From ``shap-mllm-explainer/``:

.. code-block:: bash

	docker compose up --build

Open the UI:

- ``http://localhost``

GPU (optional)
^^^^^^^^^^^^^^

Prerequisites on the host:

- NVIDIA driver installed and working (``nvidia-smi`` works)
- NVIDIA Container Toolkit configured for Docker

Run:

.. code-block:: bash

	docker compose -f docker-compose.yaml -f docker-compose.gpu.yaml up --build

Quick verification inside the backend container:

.. code-block:: bash

	docker compose exec backend uv run python -c "import torch; print('cuda_available=', torch.cuda.is_available()); print('torch_cuda=', torch.version.cuda)"

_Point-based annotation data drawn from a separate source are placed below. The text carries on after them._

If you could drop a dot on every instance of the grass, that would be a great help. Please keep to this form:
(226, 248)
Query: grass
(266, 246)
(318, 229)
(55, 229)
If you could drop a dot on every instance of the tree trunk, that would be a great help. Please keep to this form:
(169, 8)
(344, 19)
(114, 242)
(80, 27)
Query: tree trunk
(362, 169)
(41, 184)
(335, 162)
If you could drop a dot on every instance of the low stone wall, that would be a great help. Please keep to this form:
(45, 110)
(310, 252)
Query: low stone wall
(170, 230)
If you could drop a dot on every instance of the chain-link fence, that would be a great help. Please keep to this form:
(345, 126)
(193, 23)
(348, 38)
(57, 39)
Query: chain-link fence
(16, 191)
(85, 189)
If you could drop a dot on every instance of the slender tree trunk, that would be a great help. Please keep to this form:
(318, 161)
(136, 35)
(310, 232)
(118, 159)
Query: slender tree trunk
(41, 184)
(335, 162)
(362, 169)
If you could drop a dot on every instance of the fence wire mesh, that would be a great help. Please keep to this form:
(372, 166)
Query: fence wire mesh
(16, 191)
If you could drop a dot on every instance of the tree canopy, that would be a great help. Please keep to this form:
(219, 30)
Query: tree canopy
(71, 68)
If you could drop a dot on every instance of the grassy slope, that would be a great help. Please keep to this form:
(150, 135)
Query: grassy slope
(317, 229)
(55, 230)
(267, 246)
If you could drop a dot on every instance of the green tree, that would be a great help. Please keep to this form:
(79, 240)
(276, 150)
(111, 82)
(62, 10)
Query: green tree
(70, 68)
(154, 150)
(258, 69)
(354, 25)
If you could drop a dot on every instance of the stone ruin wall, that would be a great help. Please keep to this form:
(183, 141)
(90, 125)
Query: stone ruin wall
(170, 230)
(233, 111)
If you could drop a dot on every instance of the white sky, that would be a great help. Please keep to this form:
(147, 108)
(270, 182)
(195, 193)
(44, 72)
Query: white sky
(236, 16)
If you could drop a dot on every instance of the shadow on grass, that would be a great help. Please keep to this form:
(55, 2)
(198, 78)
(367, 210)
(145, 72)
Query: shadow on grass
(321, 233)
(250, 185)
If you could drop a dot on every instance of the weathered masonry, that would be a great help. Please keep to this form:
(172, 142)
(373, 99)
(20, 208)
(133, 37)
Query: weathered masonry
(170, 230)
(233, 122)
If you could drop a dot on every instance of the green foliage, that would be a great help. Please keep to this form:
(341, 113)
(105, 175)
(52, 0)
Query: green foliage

Local development (without Docker)
----------------------------------

Backend
^^^^^^^

From ``shap-mllm-explainer/backend/``:

.. code-block:: bash

	uv sync --dev
	uv run uvicorn app.main:app --reload --host 0.0.0.0 --port 8000

Frontend
^^^^^^^^

From ``shap-mllm-explainer/web/``:

.. code-block:: bash

	npm i
	npm run dev

Configuration
-------------

Frontend configuration
^^^^^^^^^^^^^^^^^^^^^^

- ``VITE_API_BASE_URL``: backend base URL (defaults to ``/api``)

Backend configuration
^^^^^^^^^^^^^^^^^^^^^

- ``DATABASE_URL``: async SQLAlchemy URL (Compose uses ``postgresql+asyncpg://...``)
- ``LOG_LEVEL``: log verbosity (e.g. ``INFO`` / ``DEBUG``)
- ``UV_PYTHON``: set in Compose to prevent ``uv`` from downloading another CPython inside the container

Compose files to inspect:

- ``shap-mllm-explainer/docker-compose.yaml``
- ``shap-mllm-explainer/docker-compose.gpu.yaml``

Backend API surface (high level)
--------------------------------

The backend exposes FastAPI routes under the ``/api`` prefix.

General:

- ``GET /health``

ML endpoints (``/api/ml``):

- ``POST /models/load`` — load a supported connector/mode
- ``POST /predict`` — run a prediction (text-only, or text+audio for LiquidAudio mode)
- ``POST /explain`` — start an explainability job (supports text and optional audio)
- ``GET /progress/{job_id}`` — progress reporting
- ``POST /cancel/{job_id}`` — cooperative cancellation
- ``GET /logs/{job_id}`` — retrieve the last log lines from a job
- ``GET /telemetry`` — runtime telemetry (CPU/RAM/process + GPU if available)
- ``GET /diagnostics`` — basic model/device diagnostics

Notes:

- Audio uploads are accepted only when the backend is running in LiquidAudio mode.
- Text-only mode rejects audio requests with a clear 400 response.